One main audience for this approach: children.

“Kids that are growing up, they need to see that positive role model. They need to see that positive side of law enforcement in the community so that whenever they’re in need and they need help, they’ll be secure and they’ll feel like they’re secure,” Mason said.

He said he feels those kids need to see the officers as people behind the badge. During a citizen ride-along across town, Mason explained there isn’t a lot of recreational activities for children to do in Trumann.

“Some of that may or may not contribute to kids running out of stuff to do and getting in trouble,” he said.

He said he hopes their officers can show them there are better ways to spend their time.

“We try to be that mentor; we try to be that positive figure in their life,” Mason said. “Me and many officers are on a first-name basis with a lot of the kids and they see us driving around and they’re like, ‘Hey, hey Officer Mason or hey Officer Cook.'”
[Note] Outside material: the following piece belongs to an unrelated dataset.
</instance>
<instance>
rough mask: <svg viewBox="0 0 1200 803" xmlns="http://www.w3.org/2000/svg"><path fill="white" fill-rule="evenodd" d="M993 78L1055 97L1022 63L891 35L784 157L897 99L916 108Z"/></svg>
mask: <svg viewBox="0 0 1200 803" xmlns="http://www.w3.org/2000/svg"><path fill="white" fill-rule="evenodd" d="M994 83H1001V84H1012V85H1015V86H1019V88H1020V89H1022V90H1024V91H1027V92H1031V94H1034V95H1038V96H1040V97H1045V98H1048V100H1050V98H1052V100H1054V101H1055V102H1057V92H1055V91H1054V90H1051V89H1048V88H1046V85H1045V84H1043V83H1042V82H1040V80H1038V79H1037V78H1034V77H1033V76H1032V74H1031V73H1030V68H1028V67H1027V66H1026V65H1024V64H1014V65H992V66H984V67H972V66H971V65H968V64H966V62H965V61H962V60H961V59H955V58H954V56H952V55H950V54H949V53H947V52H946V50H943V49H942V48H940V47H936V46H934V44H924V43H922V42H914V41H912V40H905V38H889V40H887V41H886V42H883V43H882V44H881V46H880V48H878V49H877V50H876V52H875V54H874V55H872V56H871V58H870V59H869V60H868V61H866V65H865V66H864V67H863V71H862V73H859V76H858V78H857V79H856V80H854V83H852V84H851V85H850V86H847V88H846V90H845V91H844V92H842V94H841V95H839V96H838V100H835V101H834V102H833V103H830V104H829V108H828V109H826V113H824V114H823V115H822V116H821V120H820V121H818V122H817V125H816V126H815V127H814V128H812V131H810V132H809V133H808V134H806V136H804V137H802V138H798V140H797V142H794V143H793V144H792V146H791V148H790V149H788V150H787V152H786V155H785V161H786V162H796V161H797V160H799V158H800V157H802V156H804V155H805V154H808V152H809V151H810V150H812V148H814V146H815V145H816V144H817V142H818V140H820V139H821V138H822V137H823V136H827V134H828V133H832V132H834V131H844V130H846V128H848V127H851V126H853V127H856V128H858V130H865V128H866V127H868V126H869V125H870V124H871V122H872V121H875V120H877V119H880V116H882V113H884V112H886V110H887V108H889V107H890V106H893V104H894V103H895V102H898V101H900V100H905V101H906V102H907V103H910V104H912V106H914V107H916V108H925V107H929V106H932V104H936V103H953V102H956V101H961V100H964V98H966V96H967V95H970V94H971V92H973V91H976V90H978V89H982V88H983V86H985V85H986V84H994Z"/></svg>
Another way they do it is being there for those in need. Mason said a girl once reported a bike stolen, so he and a couple of other officers pitched in to help her.

“I saw that she did everything right. She locked it down and someone still managed to get away with it,” he said.

Doubt Remains Among Residents

People in Trumann have noticed that police are taking their time to build those relationships, including 21-year-old Dee Crockett.

“I see them if kids are out playing basketball they will get out of the trucks and play a couple games or something,” Crockett said. “It makes me feel like they actually care about it.”

However, he still doesn’t trust the police and he wouldn’t give a specific reason.

“They’re kinda crooked,” Crockett said. “I mean … it’s just, I know people and I’ve seen things. And you know, once you see it, you know.”

Mason doesn’t let that critique get to him. In fact, he welcomes critiques and is willing to talk to anyone who doubts what they’re doing.

“If you don’t understand something or if you want to see kinda what we do, come up here and fill out a form for a ride-along,” he said. “I’ll be more than happy to take you for a ride-along and you can see what deal with on a day-to-day basis.”